Aux lendemains du cuisant revers essuyé aux élections législatives par le parti du président islamo-conservateur Erdogan, les marchés financiers s’inquiètent des turbulences politiques de la Turquie.

Au terme d’un scrutin transformé en plébiscite autour de son fondateur, le Parti de la justice et du développement (AKP) de M. Erdogan a perdu dimanche la majorité absolue qu’il détenait depuis treize ans au Parlement, ouvrant la voie à la création d’un gouvernement de coalition ou des élections anticipées.

Les marchés financiers ont immédiatement sanctionné l’entrée de la Turquie dans une phase d’instabilité politique, inédite depuis 2002.

Dans une première déclaration écrite, M. Erdogan a pris acte des résultats, sur un ton conciliant tranchant avec celui de sa campagne, a appelé les partis politiques à agir avec « responsabilité » pour préserver la « stabilité » du pays.

Le chef de l’Etat a également plaidé pour un gouvernement de coalition, jugeant que le scrutin ne donnait à aucun parti de mandat pour « former un gouvernement seul ».

Selon les résultats désormais officiels, l’AKP est arrivé en tête du scrutin de dimanche mais n’a recueilli que 40,8% des suffrages, une dégringolade de près de 10 points par rapport à son score d’il y a quatre ans (49,9%). Il n’a obtenu que 258 des 550 sièges de députés, nettement en dessous de la majorité absolue de 276.

Des partisans de l'AKP lors du traditionnel "discours du balcon"  du Premier ministre, le 7 juin 2015 àDes partisans de l’AKP lors du traditionnel « discours du balcon » du Premier ministre, le 7 juin 2015 à Ankara ( AFP / ADEM ALTAN )

Le « tombeur » du parti au pouvoir est le parti kurde HDP (Parti démocratique du peuple), qui a réussi à franchir la barre des 10% imposée pour envoyer des élus au Parlement. Grand vainqueur du scrutin, le mouvement dirigé par Selahattin Demirtas, un « quadra » charismatique et ambitieux, a réuni 13,1% des suffrages et raflé 80 sièges.

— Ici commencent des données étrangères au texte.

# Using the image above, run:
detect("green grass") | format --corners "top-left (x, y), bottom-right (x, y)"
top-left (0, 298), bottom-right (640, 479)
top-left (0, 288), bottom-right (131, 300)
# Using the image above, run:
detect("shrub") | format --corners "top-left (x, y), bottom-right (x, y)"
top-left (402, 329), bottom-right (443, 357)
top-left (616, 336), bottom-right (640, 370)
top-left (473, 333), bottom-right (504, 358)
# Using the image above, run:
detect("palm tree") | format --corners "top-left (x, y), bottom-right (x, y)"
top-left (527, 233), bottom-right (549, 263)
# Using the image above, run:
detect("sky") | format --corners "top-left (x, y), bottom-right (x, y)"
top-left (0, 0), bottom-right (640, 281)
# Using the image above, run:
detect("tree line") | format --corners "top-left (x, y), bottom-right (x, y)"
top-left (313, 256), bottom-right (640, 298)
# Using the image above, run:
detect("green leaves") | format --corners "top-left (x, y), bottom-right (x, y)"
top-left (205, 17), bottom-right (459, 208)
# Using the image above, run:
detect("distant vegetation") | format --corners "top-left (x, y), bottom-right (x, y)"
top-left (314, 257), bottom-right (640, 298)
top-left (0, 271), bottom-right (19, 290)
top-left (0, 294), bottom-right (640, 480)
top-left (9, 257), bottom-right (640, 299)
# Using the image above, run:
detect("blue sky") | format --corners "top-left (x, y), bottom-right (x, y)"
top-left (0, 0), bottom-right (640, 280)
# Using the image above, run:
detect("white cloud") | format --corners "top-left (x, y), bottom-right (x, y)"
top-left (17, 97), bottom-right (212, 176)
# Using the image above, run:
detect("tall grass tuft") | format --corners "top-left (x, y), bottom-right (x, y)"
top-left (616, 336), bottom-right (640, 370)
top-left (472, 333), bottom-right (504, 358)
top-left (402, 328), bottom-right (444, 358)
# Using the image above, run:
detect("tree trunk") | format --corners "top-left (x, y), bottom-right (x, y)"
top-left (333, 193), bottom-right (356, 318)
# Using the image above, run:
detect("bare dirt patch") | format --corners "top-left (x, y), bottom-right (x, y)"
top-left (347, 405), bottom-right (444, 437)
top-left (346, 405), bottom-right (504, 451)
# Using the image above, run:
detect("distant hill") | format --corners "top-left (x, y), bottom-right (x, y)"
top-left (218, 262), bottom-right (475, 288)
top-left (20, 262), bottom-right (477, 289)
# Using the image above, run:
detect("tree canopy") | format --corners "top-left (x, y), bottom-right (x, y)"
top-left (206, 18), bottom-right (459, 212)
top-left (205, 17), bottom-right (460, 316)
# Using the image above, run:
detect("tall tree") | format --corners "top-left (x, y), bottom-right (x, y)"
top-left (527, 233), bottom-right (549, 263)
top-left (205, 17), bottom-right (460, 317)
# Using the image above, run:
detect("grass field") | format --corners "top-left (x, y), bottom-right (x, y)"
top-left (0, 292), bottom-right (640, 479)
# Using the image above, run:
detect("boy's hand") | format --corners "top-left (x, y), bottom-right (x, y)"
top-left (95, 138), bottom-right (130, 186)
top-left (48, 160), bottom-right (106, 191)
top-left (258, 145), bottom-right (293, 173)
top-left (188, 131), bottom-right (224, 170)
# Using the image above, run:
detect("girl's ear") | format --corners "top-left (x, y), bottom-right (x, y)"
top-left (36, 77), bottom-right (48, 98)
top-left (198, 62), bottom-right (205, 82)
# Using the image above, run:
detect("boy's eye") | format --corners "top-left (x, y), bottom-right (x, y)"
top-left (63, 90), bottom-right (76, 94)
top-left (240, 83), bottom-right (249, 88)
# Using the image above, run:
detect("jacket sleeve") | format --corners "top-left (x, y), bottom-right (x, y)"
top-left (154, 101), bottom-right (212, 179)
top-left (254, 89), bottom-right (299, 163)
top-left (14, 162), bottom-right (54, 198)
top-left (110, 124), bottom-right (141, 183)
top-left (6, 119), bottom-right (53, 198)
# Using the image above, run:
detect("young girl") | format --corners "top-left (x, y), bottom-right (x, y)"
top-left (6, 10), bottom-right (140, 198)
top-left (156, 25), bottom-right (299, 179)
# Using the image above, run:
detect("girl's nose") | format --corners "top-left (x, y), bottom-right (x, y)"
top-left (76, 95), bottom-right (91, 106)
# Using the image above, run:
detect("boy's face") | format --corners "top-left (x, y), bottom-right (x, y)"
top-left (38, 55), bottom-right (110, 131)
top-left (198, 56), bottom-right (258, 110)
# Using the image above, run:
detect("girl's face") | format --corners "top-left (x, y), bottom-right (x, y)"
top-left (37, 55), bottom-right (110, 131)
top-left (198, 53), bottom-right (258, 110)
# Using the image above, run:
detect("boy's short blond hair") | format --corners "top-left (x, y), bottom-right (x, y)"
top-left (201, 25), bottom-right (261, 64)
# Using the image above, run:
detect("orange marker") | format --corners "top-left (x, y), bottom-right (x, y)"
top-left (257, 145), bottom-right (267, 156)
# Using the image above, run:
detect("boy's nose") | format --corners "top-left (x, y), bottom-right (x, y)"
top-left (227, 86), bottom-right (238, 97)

Les deux autres principaux concurrents du parti au pouvoir, le Parti républicain du peuple (CHP, social-démocrate) et le Parti de l’action nationaliste (MHP, droite), obtiennent 25% et 16,3% des voix et totalisent 133 et 80 sièges.

Ces résultats ont sonné comme une défaite pour M. Erdogan, la première depuis treize ans, et brisé son rêve de perpétuer son règne contesté à la tête du pays.

Elu à la tête de l’Etat il y a dix mois après avoir dirigé le gouvernement pendant onze ans, il a fait campagne pour que l’AKP obtienne les 330 sièges de députés nécessaires à une réforme de la Constitution et à l’instauration d’un régime présidentiel fort.

Les rivaux du chef de l’Etat ont salué sa première défaite politique depuis treize ans.

M. Demirtas s’est réjoui de la défaite de « ceux qui veulent l’autoritarisme, qui sont arrogants et se considèrent comme les seuls détenteurs de la Turquie ont perdu ». « C’est le début de la fin pour l’AKP », a même pronostiqué le chef du MHP, Devlet Bahçeli.

Les trois partis d’opposition ont tous refusé, avant même le scrutin, de former un gouvernement de coalition avec l’AKP mais les spéculations vont déjà bon train.

Plusieurs membres du gouvernement ou responsables de l’AKP se sont déclarés lundi ouverts aux discussions. « C’est le scénario le plus vraisemblable », a estimé le vice-Premier ministre Numan Kurtulmus.

Si aucun gouvernement n’est constitué dans les 45 jours, M. Erdogan pourrait dissoudre le Parlement et reconvoquer les électeurs devant les urnes.